Jovan DIVJAK, Sarajevo, mon amour – Entretiens avec Florence La Bruyère; éd. Buchet-Chastel 2004.

Un cas exemplaire

Guerre et paix se font moins qu’elles ne se gagnent ou se perdent. On sait même qu’en réalité toute guerre est perdue: reste donc la paix, qu’il s’agit seulement de gagner. Ce livre invite d’abord à voir et à savoir comment gagner la paix. Plus haut et plus loin (mais n’est-ce pas la même chose, la même cause, la même affaire?) ces entretiens sont un matériau exemplaire du problème politique le plus actuel. Qu’est-ce qu’un problème actuel? Ce qui, ici et maintenant, travaille le fond des choses, que les philosophes appellent “essence”, ce qu’elle sont vraiment ou en dernière analyse.
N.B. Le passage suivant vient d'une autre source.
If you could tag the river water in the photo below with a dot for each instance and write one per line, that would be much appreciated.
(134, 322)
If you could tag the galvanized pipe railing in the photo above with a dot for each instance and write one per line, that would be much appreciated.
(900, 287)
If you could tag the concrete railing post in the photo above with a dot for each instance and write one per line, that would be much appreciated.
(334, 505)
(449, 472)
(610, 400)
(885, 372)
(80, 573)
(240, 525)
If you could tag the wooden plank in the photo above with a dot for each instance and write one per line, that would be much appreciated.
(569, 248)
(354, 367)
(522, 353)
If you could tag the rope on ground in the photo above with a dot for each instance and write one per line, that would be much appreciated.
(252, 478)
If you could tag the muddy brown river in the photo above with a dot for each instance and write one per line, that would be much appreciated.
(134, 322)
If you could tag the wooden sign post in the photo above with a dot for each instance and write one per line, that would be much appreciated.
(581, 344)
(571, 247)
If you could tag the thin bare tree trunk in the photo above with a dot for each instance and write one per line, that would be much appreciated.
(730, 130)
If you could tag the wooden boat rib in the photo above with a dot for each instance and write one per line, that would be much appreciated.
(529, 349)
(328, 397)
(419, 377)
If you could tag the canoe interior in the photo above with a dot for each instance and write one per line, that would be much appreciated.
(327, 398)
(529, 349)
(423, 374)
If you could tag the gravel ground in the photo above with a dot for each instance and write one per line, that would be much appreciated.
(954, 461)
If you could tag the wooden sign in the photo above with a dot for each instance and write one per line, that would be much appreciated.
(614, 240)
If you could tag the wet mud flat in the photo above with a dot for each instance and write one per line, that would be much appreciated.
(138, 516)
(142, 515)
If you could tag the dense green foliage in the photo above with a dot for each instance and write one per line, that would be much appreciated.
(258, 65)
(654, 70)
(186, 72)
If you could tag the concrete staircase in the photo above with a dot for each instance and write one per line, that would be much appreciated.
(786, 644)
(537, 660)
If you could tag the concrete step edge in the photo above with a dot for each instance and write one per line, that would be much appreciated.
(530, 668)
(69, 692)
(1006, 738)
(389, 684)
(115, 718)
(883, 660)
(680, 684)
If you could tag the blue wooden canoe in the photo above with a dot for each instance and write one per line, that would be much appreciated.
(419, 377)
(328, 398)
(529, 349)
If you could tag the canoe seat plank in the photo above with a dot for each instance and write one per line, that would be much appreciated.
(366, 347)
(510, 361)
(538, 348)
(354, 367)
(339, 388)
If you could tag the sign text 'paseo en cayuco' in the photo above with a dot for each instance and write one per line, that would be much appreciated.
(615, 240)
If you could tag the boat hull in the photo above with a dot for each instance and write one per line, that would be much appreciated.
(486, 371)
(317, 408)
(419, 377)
Que sont les choses “politiques”? L’exercice et les limites du pouvoir. “Je suis donc je peux”, dit cet homo politicus que, tous et chacun, nous sommes. Alors nous entrons en politique: comment faire pour que l’exercice du pouvoir ne dépasse pas ses limites, et que ses limites n’empêchent pas son exercice? En termes techniques: comment faire vivre une république (limites) en démocratie (exercice), et une démocratie en république? Demandons au général Divjak, qu’une histoire tragique -quelle histoire ne l’est pas?- a métamorphosé en adorable chimère, additionnant exemplairement en lui un Tintin démocrate avec un Socrate républicain.